Exploring Physiological Measures for Prediction and Identification of the Redline of Cognitive Workload
Abstract
Research suggests that physiological measures such as breath rate (BR), heart rate (HR), heart rate variability (HRV), skin conductance response (SCR), and electroencephalography (EEG) tend to be real-time indicators of mental workload, which are related with increases in the sympathetic nervous system. With increased cognitive workload, these physiological measures tend to change, until a plateau is reached. At this point, performance will decrease, as the workload imposed on the user exceeds their mental capacity to perform the task. This occurs when the user reaches their cognitive redline of workload. Performance will start to decline or decline more steeply at this point, as task demand imposed by the tasks is greater than the mental capacity.
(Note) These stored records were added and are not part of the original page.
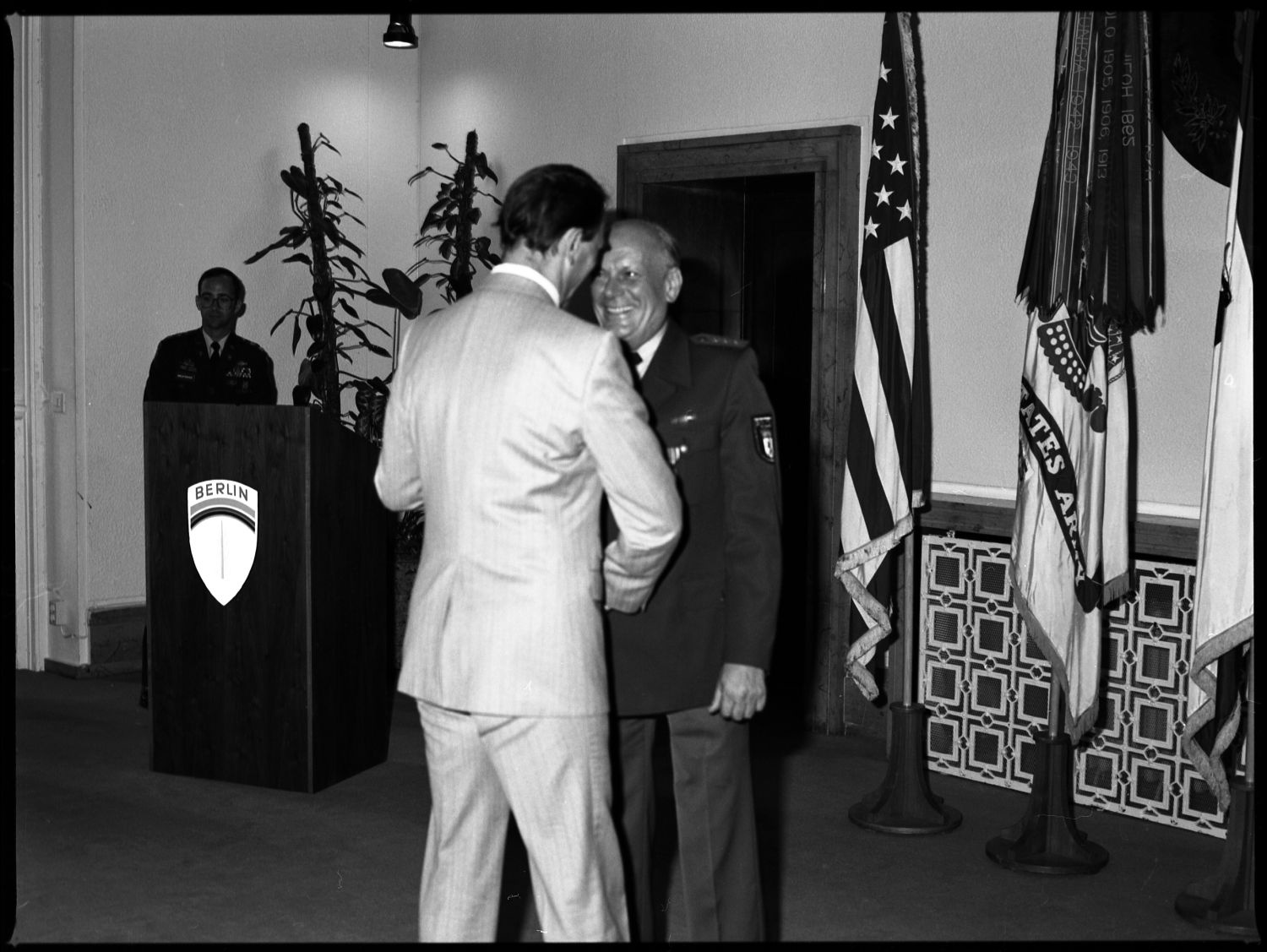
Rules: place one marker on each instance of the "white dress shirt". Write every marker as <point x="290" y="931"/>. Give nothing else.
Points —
<point x="532" y="275"/>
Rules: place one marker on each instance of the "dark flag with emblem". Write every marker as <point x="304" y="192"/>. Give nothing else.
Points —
<point x="1224" y="619"/>
<point x="889" y="435"/>
<point x="1087" y="280"/>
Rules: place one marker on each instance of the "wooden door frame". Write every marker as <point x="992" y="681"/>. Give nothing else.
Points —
<point x="833" y="155"/>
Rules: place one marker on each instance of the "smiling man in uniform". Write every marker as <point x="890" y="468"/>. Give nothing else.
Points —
<point x="697" y="655"/>
<point x="213" y="364"/>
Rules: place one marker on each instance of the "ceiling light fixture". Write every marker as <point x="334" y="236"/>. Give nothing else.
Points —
<point x="400" y="35"/>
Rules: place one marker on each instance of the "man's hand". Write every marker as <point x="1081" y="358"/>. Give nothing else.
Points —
<point x="740" y="693"/>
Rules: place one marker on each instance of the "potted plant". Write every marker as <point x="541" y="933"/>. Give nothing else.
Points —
<point x="446" y="228"/>
<point x="334" y="324"/>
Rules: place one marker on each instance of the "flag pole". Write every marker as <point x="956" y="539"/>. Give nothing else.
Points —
<point x="907" y="619"/>
<point x="1047" y="838"/>
<point x="1226" y="900"/>
<point x="905" y="802"/>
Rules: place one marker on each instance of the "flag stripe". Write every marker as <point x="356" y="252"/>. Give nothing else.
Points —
<point x="887" y="430"/>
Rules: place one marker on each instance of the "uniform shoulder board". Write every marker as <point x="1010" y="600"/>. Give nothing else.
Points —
<point x="256" y="351"/>
<point x="717" y="340"/>
<point x="253" y="347"/>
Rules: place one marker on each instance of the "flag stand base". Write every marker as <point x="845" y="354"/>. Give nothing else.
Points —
<point x="1047" y="840"/>
<point x="1226" y="901"/>
<point x="904" y="802"/>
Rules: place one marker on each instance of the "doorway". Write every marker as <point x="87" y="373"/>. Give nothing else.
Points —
<point x="767" y="230"/>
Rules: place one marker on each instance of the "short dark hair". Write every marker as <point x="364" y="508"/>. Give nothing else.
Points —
<point x="238" y="288"/>
<point x="545" y="202"/>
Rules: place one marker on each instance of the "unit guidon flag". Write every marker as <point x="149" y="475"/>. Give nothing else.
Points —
<point x="223" y="521"/>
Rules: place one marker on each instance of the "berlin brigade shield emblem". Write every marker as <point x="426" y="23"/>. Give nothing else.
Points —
<point x="222" y="526"/>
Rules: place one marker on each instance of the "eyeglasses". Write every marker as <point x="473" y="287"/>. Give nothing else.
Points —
<point x="208" y="299"/>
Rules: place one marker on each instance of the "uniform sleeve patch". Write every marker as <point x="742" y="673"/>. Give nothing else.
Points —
<point x="763" y="438"/>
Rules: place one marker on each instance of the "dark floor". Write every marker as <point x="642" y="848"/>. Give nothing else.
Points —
<point x="108" y="851"/>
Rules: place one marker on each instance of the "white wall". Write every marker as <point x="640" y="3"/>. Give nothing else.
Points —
<point x="574" y="88"/>
<point x="182" y="123"/>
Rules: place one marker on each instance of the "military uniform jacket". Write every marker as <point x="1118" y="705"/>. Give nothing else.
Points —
<point x="717" y="602"/>
<point x="182" y="372"/>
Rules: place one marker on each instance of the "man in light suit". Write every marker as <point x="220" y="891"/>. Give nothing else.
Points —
<point x="508" y="420"/>
<point x="697" y="657"/>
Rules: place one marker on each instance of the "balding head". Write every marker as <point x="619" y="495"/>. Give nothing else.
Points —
<point x="639" y="278"/>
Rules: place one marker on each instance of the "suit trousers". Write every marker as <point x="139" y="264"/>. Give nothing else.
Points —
<point x="712" y="792"/>
<point x="554" y="775"/>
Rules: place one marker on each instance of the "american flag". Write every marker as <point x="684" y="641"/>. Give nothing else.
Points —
<point x="887" y="425"/>
<point x="1226" y="553"/>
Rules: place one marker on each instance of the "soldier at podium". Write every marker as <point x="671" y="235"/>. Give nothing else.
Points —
<point x="213" y="364"/>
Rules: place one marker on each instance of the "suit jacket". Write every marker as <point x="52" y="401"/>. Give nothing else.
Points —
<point x="717" y="601"/>
<point x="182" y="373"/>
<point x="507" y="420"/>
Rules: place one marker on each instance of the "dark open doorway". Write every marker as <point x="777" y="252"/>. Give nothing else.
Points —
<point x="767" y="223"/>
<point x="747" y="248"/>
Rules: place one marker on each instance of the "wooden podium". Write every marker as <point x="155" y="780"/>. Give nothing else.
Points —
<point x="291" y="683"/>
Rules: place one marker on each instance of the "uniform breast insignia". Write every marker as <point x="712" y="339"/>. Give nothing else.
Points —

This thesis seeks to understand the underlying patterns reflected in the physiological data that can potentially be used as real-time indicators of the cognitive redline of workload. The study involved use of the Multi-Attribute Task Battery II (MATB-II) to manipulate workload. Subjective measures and performance were taken at the end of every scenario, while physiological measures (BR, HR, HRV, SCR, and EEG), and performance were analyzed to determine the cognitive redline. Results found subjective measures to be responsive to workload change, while heart rate variability seems to be the best physiological measure to respond to mental workload. EEG and SCR proved to also be reliable predictors.
Citation
Rodriguez Paras, Carolina (2015). Exploring Physiological Measures for Prediction and Identification of the Redline of Cognitive Workload. Master's thesis, Texas A & M University. Available electronically from https : / /hdl .handle .net /1969 .1 /155643.